The Nets’ unraveling began, innocently enough, with Andray Blatche missing a point-blank shot under the basket nearly five minutes into the third quarter.
A hoop by Blatche in that spot could have sliced Miami’s lead to 56-54. Instead, it jumpstarted the Heat on a 14-2 spurt, a stretch from which the Nets never fully recovered.
Brooklyn never closed to within single digits the rest of the night, undone by shoddy defense, lack of ball movement (11 assists to 11 turnovers) and a lopsided deficit in paint points.
“Our defense was bad,” said point guard Deron Williams, who scored 17. “We can’t allow them to get layup after layup.”
And offensively, “we have to be more aggressive,” Kevin Garnett said. “Shaun Livingston was the only starter that went to the free throw line [1 for 2]. We can’t have that.”
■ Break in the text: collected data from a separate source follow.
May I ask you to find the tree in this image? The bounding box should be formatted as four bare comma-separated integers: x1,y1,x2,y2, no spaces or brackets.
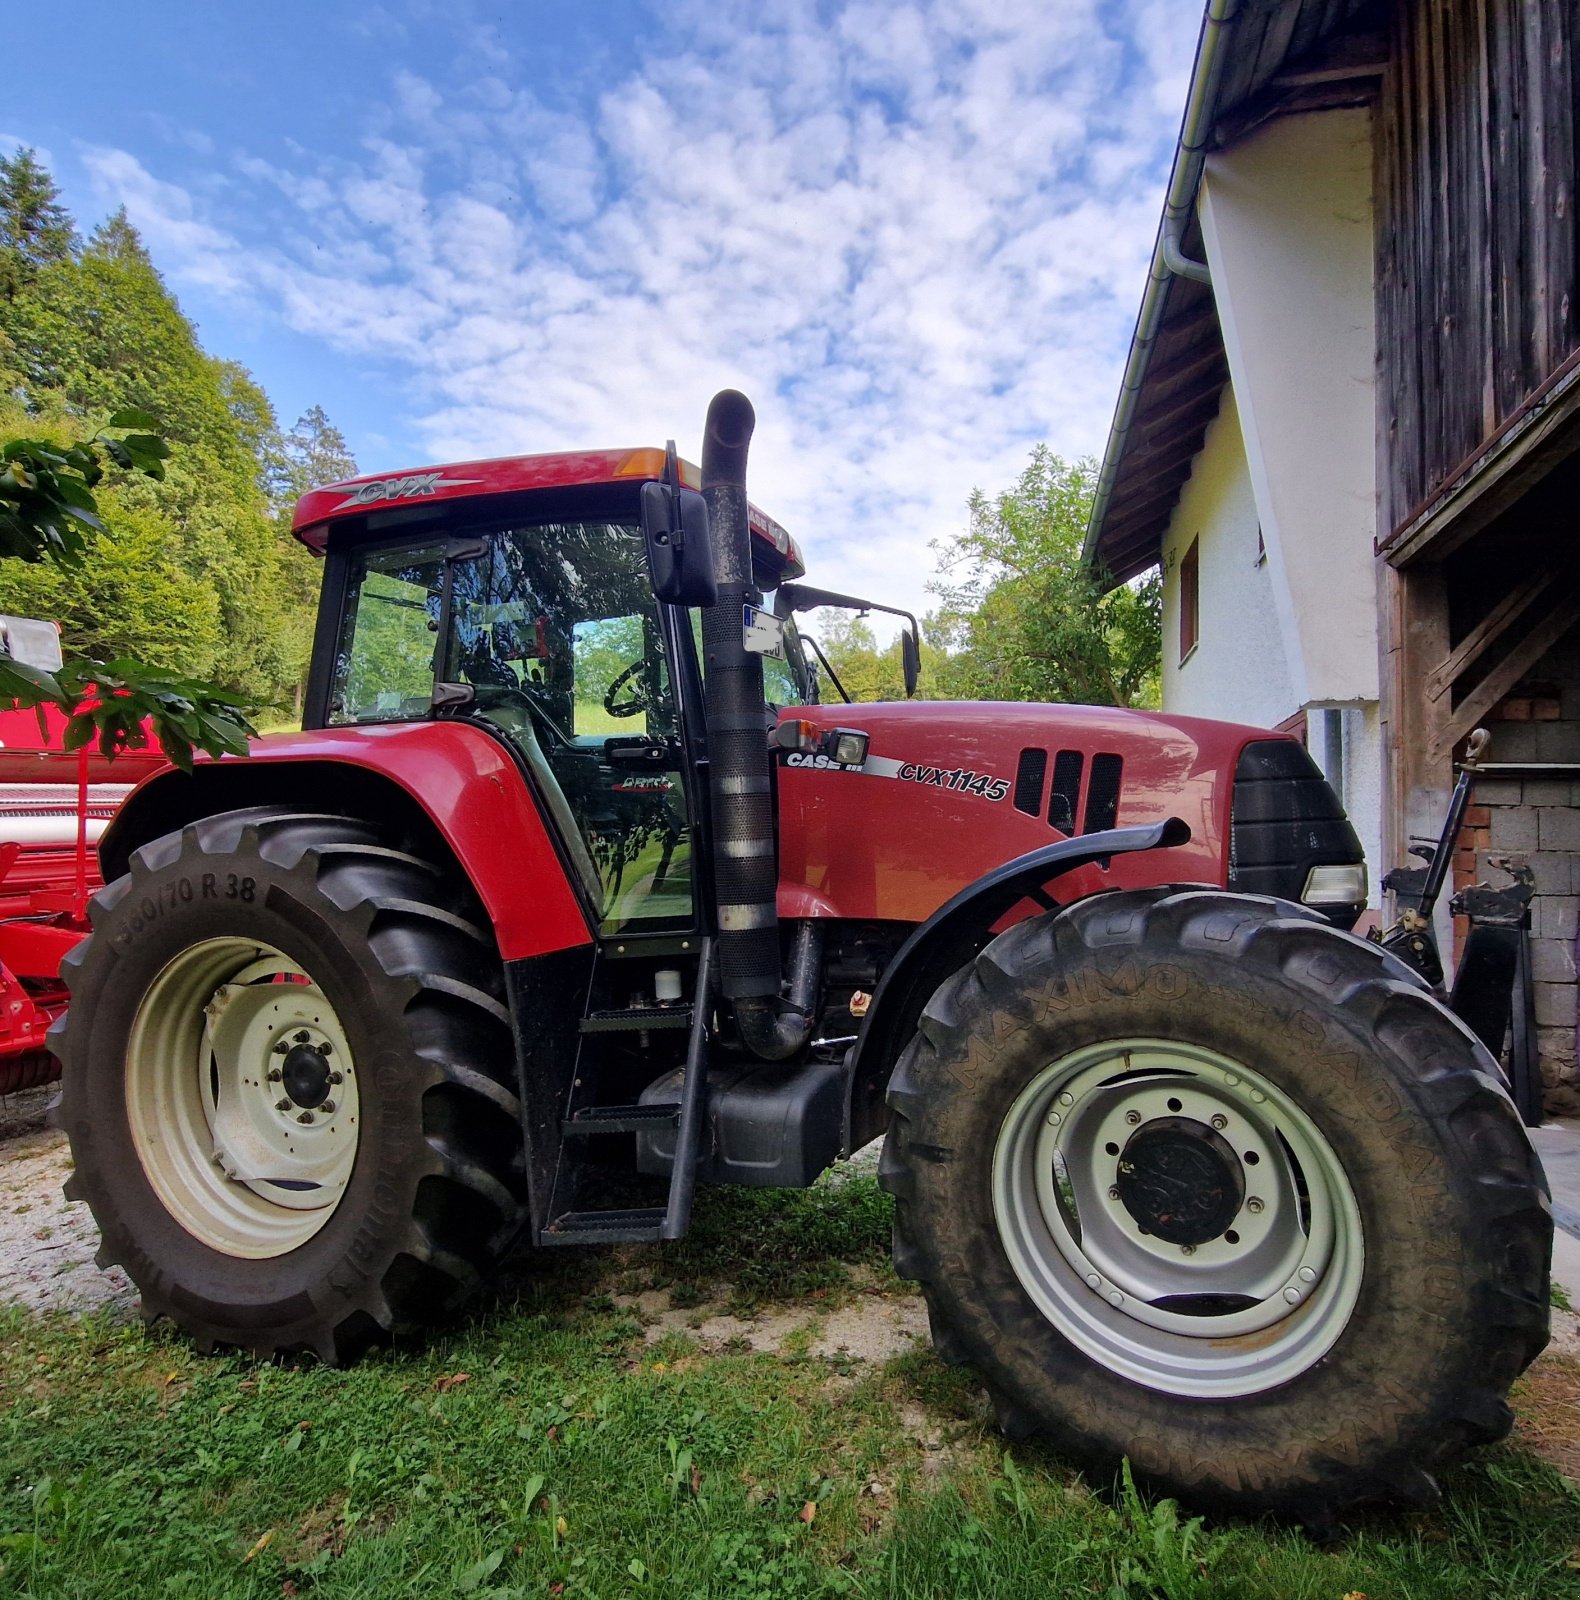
930,447,1161,708
0,148,76,301
278,404,358,505
0,157,329,713
0,414,255,767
In sum, this in no way resembled the four regular season games between
the teams, all won by the Nets.
“That’s why they’re the champs,” Paul Pierce said. “We’ve got to have double the effort. [But] it was a three-point game at the half. We’re not overreacting. We feel like we can still get a game in this building.”
With his team down 79-66, Nets coach Jason Kidd opened the fourth quarter with four backups and Livingston.
That lineup floundered offensively, and the Heat extended the lead to 86-70 by the time Garnett returned with 7:06 left.
With the Heat firmly in control, Kidd decided not to bother re-inserting Pierce, Joe Johnson or Williams. “I wanted to give the stars a break,” Kidd said.
It was disappointing opener for the Nets’ future Hall of Famers.
Garnett, who had 12 points and 11 rebounds in Sunday’s Game 7 win against Toronto, went scoreless in 15 minutes, the first time he failed to score in a playoff game. He took only two shots, missing both, and had four rebounds while being thoroughly outplayed by Chris Bosh (15 points, 11 boards).
“They have some holes in their defense we can probably compromise,” Garnett said. “They have been waiting on us. They have been resting. They have been hearing that we beat them [all four games]. That was gasoline on the fire.”
Pierce, who averaged more points against the Heat this season than any other team (21.3), scored just 8 points on 3 for 8 shooting in 28 minutes.
LeBron James opened defensively against Pierce, with Shane Battier guarding Johnson, who scored 17.
“We’ve got to do a better job with our defense,” Pierce said. “You can’t give a team like Miami this many layups. We’ve got to put up more resistance.”
The Nets succeeded in curtailing the Heat’s fast break points (just four) but couldn’t generate nearly enough easy baskets of their own.
Brooklyn managed seven fast break points, missed 7 of 17 free throws and was outscored, 52-28, in the paint.
“We didn’t move the ball well enough to attack,” Pierce said. “We made the first pass, but not the second or third.”
Said Kidd: “The ball was sticking too much.” And defensively, “we couldn’t keep them out of the paint.”
Brooklyn held the Heat to 94.3 points per game in the regular season, eight points below Miami’s overall average. But the Heat easily surpassed that Wednesday, shooting 56.8 percent from the field.
“It’s hard to beat a team shooting that great,” Johnson said.
Also noteworthy: The Nets outrebounded the Heat, 201-158, in the four games in the regular season, but were outrebounded 37-32 in Game 1.